Power BI / Power Query

Step-by-step Power Query setup for pulling GET /2020-01/roleplay/reports/sessions into Power BI: paged retrieval with throttle-aware retry, a session/goal star schema, and native incremental refresh keyed on publishedAt — the publication date — so refreshes can never silently miss a session.

Prerequisites

An API key with Roleplay API access, sent as the X-API-KEY header.
Base URL: https://api.rehearsal.com (production).
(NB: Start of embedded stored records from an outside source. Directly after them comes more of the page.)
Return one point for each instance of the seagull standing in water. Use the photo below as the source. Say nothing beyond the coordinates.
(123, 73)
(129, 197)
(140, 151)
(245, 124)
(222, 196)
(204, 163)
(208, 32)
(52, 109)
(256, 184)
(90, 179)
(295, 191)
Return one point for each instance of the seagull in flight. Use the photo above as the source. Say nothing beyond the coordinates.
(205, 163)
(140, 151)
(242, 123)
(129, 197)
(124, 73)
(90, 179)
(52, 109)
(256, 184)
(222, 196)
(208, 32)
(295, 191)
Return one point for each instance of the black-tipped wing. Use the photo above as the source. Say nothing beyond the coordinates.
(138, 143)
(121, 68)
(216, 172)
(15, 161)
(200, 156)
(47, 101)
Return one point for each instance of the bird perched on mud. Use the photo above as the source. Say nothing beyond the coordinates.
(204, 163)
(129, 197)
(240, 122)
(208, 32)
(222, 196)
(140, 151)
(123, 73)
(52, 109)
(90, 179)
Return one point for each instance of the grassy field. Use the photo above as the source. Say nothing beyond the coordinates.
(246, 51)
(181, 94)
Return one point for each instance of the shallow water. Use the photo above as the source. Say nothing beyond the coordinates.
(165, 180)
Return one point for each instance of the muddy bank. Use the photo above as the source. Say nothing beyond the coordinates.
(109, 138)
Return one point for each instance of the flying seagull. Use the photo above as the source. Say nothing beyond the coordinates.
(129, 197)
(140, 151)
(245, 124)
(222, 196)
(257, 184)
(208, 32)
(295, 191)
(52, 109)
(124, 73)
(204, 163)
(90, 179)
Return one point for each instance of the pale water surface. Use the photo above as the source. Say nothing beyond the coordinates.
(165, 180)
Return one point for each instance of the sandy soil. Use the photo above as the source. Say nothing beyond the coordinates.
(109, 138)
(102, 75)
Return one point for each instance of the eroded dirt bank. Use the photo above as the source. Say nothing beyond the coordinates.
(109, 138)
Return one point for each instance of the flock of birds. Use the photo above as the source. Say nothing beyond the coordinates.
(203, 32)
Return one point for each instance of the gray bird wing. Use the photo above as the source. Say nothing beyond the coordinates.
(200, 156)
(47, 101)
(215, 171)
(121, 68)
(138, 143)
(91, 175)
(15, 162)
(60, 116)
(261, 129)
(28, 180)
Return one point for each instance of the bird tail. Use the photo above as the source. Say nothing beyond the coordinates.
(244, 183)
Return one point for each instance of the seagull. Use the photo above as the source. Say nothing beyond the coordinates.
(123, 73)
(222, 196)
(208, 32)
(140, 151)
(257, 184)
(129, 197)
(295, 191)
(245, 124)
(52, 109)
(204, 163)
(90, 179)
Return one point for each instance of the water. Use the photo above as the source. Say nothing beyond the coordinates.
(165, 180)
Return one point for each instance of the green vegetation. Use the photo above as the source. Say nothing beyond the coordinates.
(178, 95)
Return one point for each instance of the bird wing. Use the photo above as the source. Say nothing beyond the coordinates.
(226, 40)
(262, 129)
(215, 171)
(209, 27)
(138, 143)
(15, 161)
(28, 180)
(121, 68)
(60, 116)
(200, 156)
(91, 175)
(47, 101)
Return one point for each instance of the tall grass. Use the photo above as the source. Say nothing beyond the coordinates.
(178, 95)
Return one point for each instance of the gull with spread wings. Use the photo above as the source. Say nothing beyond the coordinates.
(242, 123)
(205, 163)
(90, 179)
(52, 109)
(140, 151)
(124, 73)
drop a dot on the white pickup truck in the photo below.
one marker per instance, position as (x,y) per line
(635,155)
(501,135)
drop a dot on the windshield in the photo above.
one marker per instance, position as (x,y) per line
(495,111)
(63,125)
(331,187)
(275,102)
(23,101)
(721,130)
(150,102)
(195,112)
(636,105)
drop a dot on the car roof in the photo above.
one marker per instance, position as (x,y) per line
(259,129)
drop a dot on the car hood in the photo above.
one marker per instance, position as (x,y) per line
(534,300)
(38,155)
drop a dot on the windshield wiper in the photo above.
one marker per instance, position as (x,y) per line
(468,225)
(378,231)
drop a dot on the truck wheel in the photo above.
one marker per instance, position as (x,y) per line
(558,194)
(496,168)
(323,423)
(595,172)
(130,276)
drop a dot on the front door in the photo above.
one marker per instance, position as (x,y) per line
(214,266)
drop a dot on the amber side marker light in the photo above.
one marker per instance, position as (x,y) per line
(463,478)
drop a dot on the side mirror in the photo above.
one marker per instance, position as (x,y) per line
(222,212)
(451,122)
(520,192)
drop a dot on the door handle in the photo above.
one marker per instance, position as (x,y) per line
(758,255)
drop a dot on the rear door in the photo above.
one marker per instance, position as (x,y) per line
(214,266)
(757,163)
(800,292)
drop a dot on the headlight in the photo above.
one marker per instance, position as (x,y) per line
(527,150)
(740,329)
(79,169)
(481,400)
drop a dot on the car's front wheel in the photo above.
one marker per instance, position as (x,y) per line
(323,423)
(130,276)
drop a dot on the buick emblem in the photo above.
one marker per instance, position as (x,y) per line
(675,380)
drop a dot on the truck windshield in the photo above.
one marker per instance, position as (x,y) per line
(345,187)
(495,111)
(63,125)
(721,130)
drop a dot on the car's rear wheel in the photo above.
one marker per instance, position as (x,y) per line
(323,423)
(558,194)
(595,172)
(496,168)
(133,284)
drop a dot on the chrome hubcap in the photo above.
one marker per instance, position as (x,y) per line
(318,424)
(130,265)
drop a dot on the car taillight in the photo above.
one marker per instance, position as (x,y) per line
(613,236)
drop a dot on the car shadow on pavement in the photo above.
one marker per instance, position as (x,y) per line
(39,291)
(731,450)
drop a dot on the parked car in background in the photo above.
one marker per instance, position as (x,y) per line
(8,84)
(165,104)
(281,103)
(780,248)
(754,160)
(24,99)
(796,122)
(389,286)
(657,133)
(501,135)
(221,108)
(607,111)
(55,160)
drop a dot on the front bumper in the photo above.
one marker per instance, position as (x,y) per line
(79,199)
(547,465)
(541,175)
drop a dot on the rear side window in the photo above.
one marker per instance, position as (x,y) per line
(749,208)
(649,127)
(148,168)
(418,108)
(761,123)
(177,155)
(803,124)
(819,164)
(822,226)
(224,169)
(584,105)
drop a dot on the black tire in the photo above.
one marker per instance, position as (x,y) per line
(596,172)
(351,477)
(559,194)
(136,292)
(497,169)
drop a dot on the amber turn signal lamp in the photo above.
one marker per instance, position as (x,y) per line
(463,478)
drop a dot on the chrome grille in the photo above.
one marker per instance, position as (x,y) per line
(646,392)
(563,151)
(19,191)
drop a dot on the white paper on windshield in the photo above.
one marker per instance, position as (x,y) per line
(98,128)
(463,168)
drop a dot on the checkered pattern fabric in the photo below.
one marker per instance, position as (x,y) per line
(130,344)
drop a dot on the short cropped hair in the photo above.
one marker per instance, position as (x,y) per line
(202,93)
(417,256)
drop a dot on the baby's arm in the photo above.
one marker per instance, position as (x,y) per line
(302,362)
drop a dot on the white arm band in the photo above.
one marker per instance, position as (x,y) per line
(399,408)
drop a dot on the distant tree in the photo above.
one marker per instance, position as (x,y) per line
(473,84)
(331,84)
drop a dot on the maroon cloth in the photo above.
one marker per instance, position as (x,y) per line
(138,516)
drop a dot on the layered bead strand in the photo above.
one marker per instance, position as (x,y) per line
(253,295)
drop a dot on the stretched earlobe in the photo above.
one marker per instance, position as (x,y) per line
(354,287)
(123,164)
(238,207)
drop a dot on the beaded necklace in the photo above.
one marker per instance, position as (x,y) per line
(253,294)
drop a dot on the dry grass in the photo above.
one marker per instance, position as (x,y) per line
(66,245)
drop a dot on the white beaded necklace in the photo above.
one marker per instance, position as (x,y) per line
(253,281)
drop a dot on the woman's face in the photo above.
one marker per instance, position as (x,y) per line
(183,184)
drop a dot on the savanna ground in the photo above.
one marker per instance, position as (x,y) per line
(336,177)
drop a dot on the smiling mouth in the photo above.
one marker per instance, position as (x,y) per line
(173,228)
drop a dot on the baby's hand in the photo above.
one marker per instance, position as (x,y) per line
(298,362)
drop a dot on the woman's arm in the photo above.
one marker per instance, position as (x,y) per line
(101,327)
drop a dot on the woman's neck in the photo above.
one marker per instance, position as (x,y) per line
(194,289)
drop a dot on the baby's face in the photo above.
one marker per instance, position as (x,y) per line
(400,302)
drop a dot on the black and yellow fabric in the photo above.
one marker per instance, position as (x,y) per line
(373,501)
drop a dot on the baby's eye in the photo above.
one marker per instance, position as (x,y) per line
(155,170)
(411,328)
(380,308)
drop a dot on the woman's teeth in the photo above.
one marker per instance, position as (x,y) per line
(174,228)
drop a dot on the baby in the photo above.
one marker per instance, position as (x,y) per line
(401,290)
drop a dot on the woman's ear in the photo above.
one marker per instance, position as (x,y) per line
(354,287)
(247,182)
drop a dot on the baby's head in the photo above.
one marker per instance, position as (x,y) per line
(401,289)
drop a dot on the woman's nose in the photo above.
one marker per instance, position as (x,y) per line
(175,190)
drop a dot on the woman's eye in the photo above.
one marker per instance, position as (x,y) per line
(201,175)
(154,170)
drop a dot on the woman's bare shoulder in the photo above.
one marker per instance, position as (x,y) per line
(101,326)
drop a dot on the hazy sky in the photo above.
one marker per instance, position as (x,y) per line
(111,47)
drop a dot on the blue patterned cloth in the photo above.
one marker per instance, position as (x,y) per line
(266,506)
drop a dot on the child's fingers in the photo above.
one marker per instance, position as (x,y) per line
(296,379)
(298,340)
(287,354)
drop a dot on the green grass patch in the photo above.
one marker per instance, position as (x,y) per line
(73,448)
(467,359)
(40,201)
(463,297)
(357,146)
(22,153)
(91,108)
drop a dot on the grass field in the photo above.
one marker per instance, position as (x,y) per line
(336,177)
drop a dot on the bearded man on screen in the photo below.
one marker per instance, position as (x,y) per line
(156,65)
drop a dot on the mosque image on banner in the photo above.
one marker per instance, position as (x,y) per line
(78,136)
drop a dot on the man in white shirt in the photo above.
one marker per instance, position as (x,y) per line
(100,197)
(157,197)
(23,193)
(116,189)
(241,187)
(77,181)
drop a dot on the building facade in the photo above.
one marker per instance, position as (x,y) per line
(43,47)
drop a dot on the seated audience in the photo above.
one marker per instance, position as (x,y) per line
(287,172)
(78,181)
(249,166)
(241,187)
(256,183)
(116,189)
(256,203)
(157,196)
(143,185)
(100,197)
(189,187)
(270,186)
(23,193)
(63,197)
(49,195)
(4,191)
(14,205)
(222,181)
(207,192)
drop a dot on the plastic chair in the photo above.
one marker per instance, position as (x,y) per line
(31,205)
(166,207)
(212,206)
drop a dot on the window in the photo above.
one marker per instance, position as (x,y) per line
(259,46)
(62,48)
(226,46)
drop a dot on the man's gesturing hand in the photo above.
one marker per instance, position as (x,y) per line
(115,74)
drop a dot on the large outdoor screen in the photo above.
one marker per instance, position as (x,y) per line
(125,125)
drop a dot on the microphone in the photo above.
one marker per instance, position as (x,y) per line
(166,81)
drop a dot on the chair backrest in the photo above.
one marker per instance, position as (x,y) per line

Response envelope (what the queries below rely on)

Field	Meaning
`items`	The session records for this page.
`hasMore`	`true` — more records exist beyond this page.
`nextPageToken`	Opaque cursor for the next page — pass it back verbatim.
`totalCount`	Approximate total, present only on the first call (no `pageToken`). Capped at 10000.
`totalCountCapped`	`true` means the total met/exceeded the 10000 cap — display as “10000+”.
`pageSize`	Echo of the effective page size.

With orderBy=publishedAt the final page also returns a nextPageToken — a resume watermark (see the API reference). This guide’s recipe windows by publishedAfter/publishedBefore instead, so the queries below simply stop when hasMore is false and can ignore it.

Other filters: environmentIds / learnerIds accept up to 100 IDs; to filter by learner email, resolve emails first via POST /2020-01/roleplay/lookup/profile-ids. pageSize range is 1–100 (default 10) — use 100 for bulk pulls. Date filters are detailed below.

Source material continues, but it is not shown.